Gert Peersman ist nicht nur Finanz-Ökonom an der Universität Gent, sondern arbeitet auch als Berater für die Europäische und die Britische Zentralbank. Was ein Hinweis darauf ist, dass das, was er sagt, in Finanzkreisen durchaus geschätzt wird und Peersman auch einen Blick für das hat, was über Belgien hinaus passiert.
Dienstagabend nun war er Gast in der VRT-Sendung Terzake. Und sollte dort dem flämischen Fernsehpublikum erklären, was es mit den Zahlen auf sich hat, die gerade so oft genannt werden, wenn es um die Erhöhung der Verteidigungsausgaben von Belgien geht.
Die sollen ja stark steigen, die Nato fordert mittlerweile nicht mehr nur zwei Prozent des Bruttoinlandsprodukts, wie bislang. 3,5 oder gar fünf Prozent stehen jetzt im Raum. Laut Premierminister Bart De Wever könnte sich Belgien durchaus dazu verpflichten, in zehn Jahren das Fünf-Prozent-Ziel zu erreichen.
Fünf Prozent, das sei ja ziemlich abstrakt, meinte der VRT-Journalist. Ob Peersman diese Zahl nicht irgendwie verdeutlichen könne? "Bezogen auf einen Haushalt bedeutet das etwa 6.000 Euro", antwortete Peersman. "Aber ich finde einen anderen Vergleich eigentlich noch besser", fügte er hinzu: "Wenn man darauf schaut, was die Menschen jedes Jahr für Lebensmittel ausgeben, dann ist das auch fünf Prozent des Bruttoinlandsprodukts."
Absurd und sinnlos
Ob so viel Geld denn aus seiner Sicht, also aus Sicht eines Finanz-Ökonoms, sinnvoll für ein Land wie Belgien sei, wollte daraufhin der Journalist wissen. Und aus der ganzen Wortlawine, die er damit auslöste, konnte man am Ende die Bilanz ziehen: Nein, das ist nicht sinnvoll.
Denn zunächst sei es eigentlich schon ganz grundsätzlich absurd, dass die Ausgaben mit Prozent des Bruttoinlandsprodukts, des BIP, berechnet werden, sagte Peersman. Denn das würde ja bedeuten: Steigt in Belgien die wirtschaftliche Produktivität, also das BIP, steigen auch die Ausgaben für das Militär automatisch mit.
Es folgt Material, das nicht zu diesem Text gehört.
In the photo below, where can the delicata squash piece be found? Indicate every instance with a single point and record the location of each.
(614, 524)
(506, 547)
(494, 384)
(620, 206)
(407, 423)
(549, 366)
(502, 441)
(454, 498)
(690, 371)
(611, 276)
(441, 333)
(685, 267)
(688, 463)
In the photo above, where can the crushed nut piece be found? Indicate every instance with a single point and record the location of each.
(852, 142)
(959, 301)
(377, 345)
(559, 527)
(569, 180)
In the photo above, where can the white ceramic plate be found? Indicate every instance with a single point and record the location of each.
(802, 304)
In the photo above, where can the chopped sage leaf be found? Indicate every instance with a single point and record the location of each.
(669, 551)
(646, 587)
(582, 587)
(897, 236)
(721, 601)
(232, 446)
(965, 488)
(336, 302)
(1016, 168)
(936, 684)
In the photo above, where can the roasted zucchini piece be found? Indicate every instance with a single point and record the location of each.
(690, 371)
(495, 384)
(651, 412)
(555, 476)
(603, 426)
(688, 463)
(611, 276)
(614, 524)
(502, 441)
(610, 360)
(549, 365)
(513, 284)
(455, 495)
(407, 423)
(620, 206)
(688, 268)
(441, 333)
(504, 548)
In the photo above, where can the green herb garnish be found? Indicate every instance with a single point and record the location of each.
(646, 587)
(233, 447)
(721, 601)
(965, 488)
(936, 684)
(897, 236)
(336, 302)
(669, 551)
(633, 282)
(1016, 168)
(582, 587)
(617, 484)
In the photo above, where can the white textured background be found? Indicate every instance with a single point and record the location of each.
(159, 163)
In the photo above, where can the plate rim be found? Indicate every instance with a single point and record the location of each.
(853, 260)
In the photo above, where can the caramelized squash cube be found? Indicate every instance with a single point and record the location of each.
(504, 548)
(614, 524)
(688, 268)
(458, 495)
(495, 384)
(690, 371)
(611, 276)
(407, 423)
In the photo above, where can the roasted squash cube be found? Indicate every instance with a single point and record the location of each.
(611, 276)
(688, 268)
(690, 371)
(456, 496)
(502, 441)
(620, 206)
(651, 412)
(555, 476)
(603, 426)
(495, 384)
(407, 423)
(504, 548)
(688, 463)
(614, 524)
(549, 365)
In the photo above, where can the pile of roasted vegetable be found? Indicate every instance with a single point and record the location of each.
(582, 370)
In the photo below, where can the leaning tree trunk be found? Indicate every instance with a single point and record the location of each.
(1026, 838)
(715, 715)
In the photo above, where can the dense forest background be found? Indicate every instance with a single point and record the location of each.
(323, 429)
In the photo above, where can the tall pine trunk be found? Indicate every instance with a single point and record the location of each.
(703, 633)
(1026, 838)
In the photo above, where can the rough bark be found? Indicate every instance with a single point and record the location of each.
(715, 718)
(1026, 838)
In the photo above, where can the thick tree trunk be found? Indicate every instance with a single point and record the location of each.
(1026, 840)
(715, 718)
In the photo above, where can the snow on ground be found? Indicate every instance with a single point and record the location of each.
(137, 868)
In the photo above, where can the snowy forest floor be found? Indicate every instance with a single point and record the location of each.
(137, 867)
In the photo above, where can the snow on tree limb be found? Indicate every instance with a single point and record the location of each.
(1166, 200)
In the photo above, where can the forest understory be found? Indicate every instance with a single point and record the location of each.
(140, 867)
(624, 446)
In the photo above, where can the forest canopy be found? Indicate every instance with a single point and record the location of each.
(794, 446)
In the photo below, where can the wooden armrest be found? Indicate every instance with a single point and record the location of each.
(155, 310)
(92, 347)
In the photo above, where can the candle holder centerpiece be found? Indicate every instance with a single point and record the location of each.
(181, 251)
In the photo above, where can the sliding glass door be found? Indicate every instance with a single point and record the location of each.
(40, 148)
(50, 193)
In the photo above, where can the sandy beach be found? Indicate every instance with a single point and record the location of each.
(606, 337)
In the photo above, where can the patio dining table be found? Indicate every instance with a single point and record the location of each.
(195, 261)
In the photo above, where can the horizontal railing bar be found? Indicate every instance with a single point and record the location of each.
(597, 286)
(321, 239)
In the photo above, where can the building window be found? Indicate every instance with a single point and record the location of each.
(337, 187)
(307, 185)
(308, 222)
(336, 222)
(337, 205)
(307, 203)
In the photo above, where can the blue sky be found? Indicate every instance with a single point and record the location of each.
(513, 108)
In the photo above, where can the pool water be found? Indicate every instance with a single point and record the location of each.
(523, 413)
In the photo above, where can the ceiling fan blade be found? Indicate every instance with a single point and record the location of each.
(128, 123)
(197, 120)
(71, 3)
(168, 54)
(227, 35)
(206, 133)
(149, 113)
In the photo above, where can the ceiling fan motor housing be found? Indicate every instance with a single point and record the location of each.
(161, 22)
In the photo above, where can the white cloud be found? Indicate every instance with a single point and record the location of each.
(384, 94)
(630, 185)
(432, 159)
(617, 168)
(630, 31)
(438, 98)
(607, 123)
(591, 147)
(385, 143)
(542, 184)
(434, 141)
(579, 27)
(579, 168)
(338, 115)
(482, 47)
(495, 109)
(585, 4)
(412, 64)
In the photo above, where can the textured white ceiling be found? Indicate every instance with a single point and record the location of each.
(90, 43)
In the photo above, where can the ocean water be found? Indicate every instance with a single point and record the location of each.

Ohne darauf zu schauen, ob das überhaupt nötig sei, oder nicht.
Das Ziel von fünf Prozent stellte Peersman dann auch grundsätzlich mit einem Vergleich in Frage: "Fünf Prozent BIP", so sagte er, "soviel gibt Israel für sein Militär aus, ein Land, dass sich im Krieg befindet. Demgegenüber gibt die Schweiz, die nicht in der Nato ist, gerade mal 0,7 Prozent des BIP für die Verteidigung aus."
Bessere Zusammenarbeit
Der Finanz-Ökonom gab auch zu bedenken, dass das Fünf-Prozent-Ziel für die Militärausgaben von Experten bewusst gepusht sein könnte. "Fragen Sie mal einen Bildungsexperten oder einen Gesundheitsexperten, was man für ein gutes Bildungs- oder Gesundheitssystem braucht", zog Peersman einen Vergleich. "Da werden immer höhere Beträge genannt, als die, die zurzeit ausgeben werden."
Statt einfach nur enorm viel mehr Geld als bislang in die Verteidigung zu stecken, sieht der Finanz-Ökonom in mehr Zusammenarbeit zumindest der europäischen Staaten eine effizientere und kostengünstigere Lösung.
"Man darf sich zurecht fragen", sagte er wörtlich am Dienstagabend, "ob wir das gleiche Ziel nicht durch eine effizientere Zusammenarbeit erreichen können. Wir haben mehr als 20 Verteidigungsminister, 20 verschiedene Heeresverbände, die nicht auf eine Zusammenarbeit eingestellt sind. Ein europäisches Heer, ein Minister wären viel effizienter und würden auch viel weniger Geld kosten."